Morgan had seen two of her cousins suffer from "terribly swollen arms" from lymphedema after breast cancer treatment in the 1990s.

"All I could think of is if I'm going to have surgery that leaves me like that, forget it," she says. But her doctor assured her that surgical techniques had improved since her cousins were treated. Lymphedema can still occur, but it didn't happen to Morgan.

After her mastectomy, Morgan got seven weeks of radiation therapy. And throughout her treatment, she talked often with her sister, who had had a different type of breast cancer in the mid-1990s.

"The one thing that I marvel at is that her treatment was so severe compared to mine, and it just shows you, within a 10-year period or so, the great progress they've made," Morgan says.

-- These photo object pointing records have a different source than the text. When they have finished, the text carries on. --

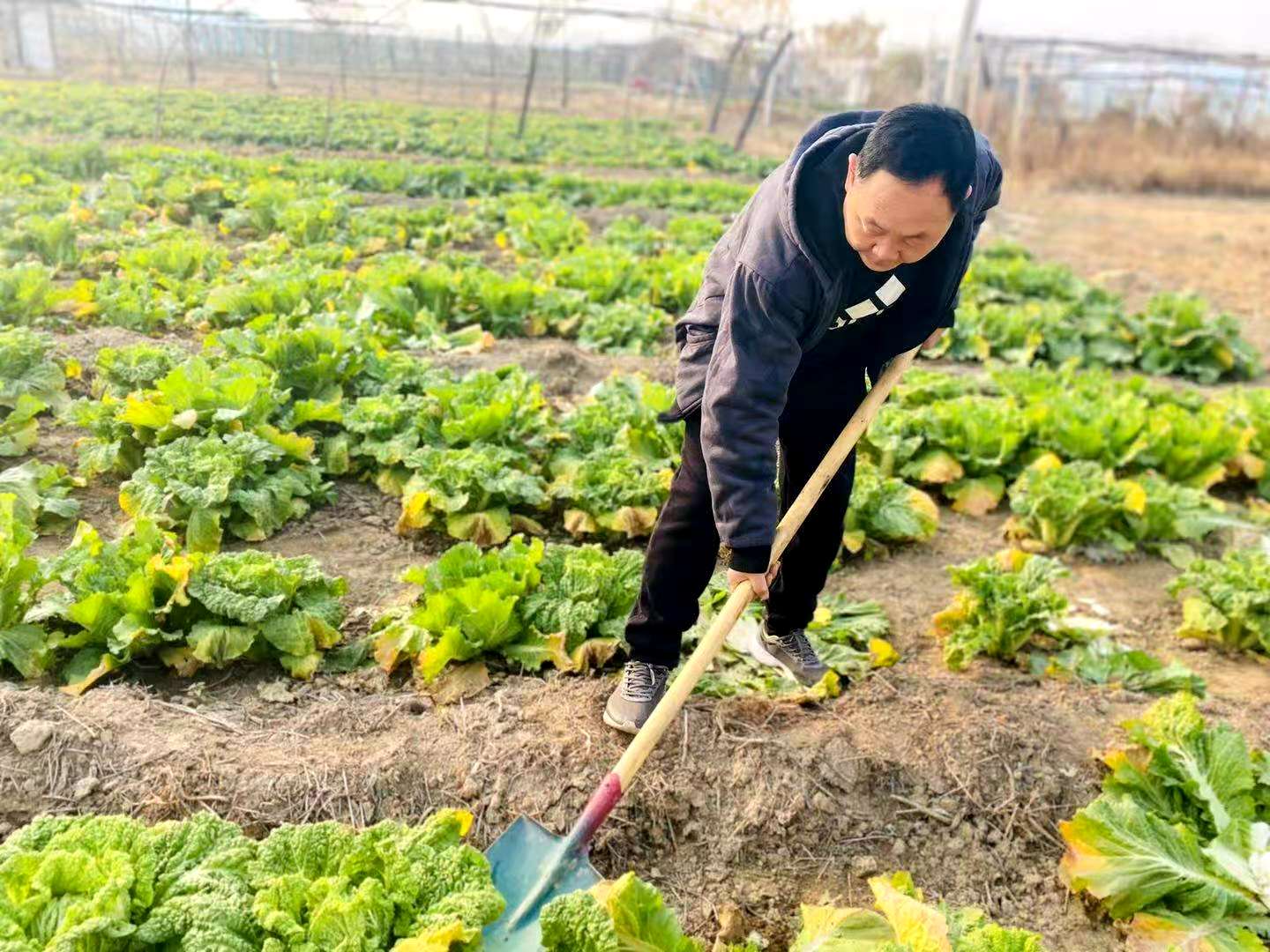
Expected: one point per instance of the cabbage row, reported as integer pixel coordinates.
(1006, 607)
(1087, 458)
(1024, 312)
(101, 603)
(1177, 848)
(112, 883)
(245, 437)
(303, 122)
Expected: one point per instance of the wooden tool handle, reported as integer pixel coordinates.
(677, 693)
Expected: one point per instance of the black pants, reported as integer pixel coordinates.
(684, 544)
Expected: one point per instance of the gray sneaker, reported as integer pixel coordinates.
(791, 652)
(634, 700)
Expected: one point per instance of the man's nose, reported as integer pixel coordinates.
(885, 251)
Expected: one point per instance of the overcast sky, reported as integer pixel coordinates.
(1238, 26)
(1231, 26)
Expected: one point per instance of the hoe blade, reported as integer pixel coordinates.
(531, 867)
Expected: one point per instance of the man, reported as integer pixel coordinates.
(848, 254)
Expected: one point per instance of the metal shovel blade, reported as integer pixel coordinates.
(531, 866)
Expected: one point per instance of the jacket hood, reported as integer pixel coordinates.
(818, 141)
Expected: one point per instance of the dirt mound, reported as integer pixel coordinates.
(746, 801)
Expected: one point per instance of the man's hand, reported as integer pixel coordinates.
(759, 582)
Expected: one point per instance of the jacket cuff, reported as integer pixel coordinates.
(750, 559)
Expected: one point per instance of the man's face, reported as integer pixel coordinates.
(889, 221)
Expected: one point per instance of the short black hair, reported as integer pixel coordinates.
(923, 141)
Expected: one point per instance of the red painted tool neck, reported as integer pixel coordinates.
(596, 811)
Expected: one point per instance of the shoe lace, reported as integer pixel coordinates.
(641, 681)
(796, 643)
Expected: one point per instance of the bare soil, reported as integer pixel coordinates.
(960, 778)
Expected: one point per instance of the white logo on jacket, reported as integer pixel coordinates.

No reconstruction: Morgan chose not to undergo breast reconstruction.

"I was not really into that," she says. "They did ask me and I didn't want to have any more surgery... the lopsidedness didn't bother me much at this stage of my life, and it still doesn't, really."

"I do have what I call my fancy falsie silicone prostheses," she says. "Once or twice I've worn a sports bra with the falsie in it, but it just doesn't bother me that much, and I tend to wear T-shirts and clothing that kind of disguises the fact that I am lopsided. But fortunately, there's no pain involved, and once in a while I get kind of stiff on that side, but other than that, they did a wonderful job of not hampering me in any way. I was very pleased with the way that turned out."